For whatever we lose (like a you or a me) 
it’s always ourselves we find in the sea

It wasn't On The Beach by Nevil Shute, or anything like it. I read that book when I was 12 or 13 with almost as much care and attention as I devoured The Day of the Triffids [prev]. Triffids is a book that forces a consideration of what is essential in life and which of the planet-wasting things in the shops can be done without. Beach, set in a doomed Australia after a universally fatal Northern Nuclear war, is about having no regrets about a previously wasted life. In one scene towards The End, as the fallout sweeps remorselessly South to engulf them, they hold a final Grand Prix motor race.  The competitors have each managed to save a 25 lt drum of petrol to fuel their last race on earth. With nothing to lose, there are several fatalities. When/if we arrive in a bleak future full of privation, and short on food, I don't want to think about the half-eaten pizza that got thrown in the bin because we'd over-catered again. I don't want to regret buying tawdry knickknacks, plastic bottles and single-use kitchen gadgets. To avoid this future regret, I now make a point of eating food that is edible if not pretty; I don't mind sharing a lettuce leaf with caterpillars. I don't eat caterpillars . . . yet . . . but I don't bin a leaf because it's got a ragged hole in it.

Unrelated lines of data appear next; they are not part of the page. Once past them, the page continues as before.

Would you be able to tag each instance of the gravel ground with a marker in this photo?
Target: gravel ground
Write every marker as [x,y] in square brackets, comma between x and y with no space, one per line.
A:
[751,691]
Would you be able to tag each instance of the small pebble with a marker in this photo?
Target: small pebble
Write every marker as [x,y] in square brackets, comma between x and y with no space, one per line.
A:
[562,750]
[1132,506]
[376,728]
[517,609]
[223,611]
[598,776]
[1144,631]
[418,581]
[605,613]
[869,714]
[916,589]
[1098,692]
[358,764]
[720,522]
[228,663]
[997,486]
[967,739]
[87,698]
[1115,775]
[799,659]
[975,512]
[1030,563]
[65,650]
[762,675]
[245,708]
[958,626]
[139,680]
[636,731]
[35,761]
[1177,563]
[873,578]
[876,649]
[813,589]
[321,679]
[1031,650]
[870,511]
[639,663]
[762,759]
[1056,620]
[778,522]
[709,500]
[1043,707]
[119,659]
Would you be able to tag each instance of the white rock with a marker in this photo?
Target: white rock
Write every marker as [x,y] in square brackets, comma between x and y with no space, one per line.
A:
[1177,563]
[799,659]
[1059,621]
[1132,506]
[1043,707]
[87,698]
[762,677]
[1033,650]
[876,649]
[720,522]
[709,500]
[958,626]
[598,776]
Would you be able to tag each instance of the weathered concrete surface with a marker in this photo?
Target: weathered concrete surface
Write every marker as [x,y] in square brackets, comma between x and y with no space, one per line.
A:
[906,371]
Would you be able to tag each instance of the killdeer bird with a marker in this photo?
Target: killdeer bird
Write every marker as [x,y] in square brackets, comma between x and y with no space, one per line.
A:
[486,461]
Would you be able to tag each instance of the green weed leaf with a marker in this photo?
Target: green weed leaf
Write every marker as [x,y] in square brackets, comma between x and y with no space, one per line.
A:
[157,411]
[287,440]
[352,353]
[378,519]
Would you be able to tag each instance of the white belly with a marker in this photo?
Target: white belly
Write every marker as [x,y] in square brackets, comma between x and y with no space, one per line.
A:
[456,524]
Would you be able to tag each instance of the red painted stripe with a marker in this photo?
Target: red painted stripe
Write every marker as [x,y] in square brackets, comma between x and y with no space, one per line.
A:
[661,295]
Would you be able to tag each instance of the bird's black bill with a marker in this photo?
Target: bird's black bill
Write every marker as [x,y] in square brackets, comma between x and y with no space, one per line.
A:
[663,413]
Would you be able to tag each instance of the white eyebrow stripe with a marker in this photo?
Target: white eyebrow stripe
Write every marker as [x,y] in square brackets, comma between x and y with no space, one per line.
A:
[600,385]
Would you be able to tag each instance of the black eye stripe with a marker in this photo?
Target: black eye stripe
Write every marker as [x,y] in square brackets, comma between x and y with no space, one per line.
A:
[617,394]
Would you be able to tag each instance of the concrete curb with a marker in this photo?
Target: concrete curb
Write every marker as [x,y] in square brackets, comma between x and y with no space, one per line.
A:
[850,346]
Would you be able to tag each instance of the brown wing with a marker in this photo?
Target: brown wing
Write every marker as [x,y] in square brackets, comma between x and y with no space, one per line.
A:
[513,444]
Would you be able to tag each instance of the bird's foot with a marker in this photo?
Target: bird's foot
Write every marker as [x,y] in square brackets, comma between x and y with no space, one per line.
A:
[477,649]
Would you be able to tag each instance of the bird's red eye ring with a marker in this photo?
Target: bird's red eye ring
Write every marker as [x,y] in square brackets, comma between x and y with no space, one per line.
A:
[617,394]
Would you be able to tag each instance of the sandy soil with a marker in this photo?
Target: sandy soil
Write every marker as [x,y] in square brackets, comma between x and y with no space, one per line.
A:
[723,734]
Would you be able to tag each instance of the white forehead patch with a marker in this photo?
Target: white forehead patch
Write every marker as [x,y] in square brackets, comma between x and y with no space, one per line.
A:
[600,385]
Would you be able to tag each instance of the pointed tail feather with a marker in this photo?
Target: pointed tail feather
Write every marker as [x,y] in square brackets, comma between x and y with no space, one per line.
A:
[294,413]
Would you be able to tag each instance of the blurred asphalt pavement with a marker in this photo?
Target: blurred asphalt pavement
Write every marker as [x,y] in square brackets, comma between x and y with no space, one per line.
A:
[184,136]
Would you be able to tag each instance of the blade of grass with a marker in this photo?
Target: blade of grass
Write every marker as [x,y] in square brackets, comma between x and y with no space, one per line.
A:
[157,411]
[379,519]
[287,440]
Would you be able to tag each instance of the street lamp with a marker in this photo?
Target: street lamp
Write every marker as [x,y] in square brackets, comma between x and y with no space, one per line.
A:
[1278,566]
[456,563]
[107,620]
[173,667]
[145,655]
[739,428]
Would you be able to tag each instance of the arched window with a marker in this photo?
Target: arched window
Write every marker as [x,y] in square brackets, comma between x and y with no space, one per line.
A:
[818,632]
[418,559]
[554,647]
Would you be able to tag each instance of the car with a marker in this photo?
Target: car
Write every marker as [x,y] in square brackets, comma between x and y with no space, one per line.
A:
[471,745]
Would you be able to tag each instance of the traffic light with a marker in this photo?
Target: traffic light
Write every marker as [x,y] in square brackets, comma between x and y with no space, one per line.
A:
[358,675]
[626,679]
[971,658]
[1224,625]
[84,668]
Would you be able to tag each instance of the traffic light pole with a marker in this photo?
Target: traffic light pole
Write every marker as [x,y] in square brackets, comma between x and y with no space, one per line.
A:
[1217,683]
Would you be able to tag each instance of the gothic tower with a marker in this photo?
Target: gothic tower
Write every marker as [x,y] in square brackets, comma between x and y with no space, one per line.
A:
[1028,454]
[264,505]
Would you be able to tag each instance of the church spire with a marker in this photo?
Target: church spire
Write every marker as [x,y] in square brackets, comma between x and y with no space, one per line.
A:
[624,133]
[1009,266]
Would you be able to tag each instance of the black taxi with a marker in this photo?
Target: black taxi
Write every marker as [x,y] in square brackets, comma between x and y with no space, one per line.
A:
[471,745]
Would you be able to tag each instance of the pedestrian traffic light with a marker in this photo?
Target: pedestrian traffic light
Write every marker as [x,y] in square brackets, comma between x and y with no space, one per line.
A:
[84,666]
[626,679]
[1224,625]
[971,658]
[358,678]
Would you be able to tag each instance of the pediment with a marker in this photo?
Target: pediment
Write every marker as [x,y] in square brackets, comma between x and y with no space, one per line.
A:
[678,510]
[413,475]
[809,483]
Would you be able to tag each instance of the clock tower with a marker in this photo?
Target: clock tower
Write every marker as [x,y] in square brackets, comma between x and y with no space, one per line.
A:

Finally and more positively, I'll add that my couple of hours on the beach  - after Annestown, I trotted along Benvoy and then Knockmahon looking for a smooth round stone or two - were more richly appreciated because, by one accounting, I should have been by my desk at work in The Institute. It had, in Yevgeny Yevtushenko's evocative phrase, the taste of not bought but stolen apples. After the beach, the lawn; which looked much tidier after I'd given it an hour-long short-back-and-sides. The crab-apples are as red as plums, they'll be ready to pick in a week. Life is good.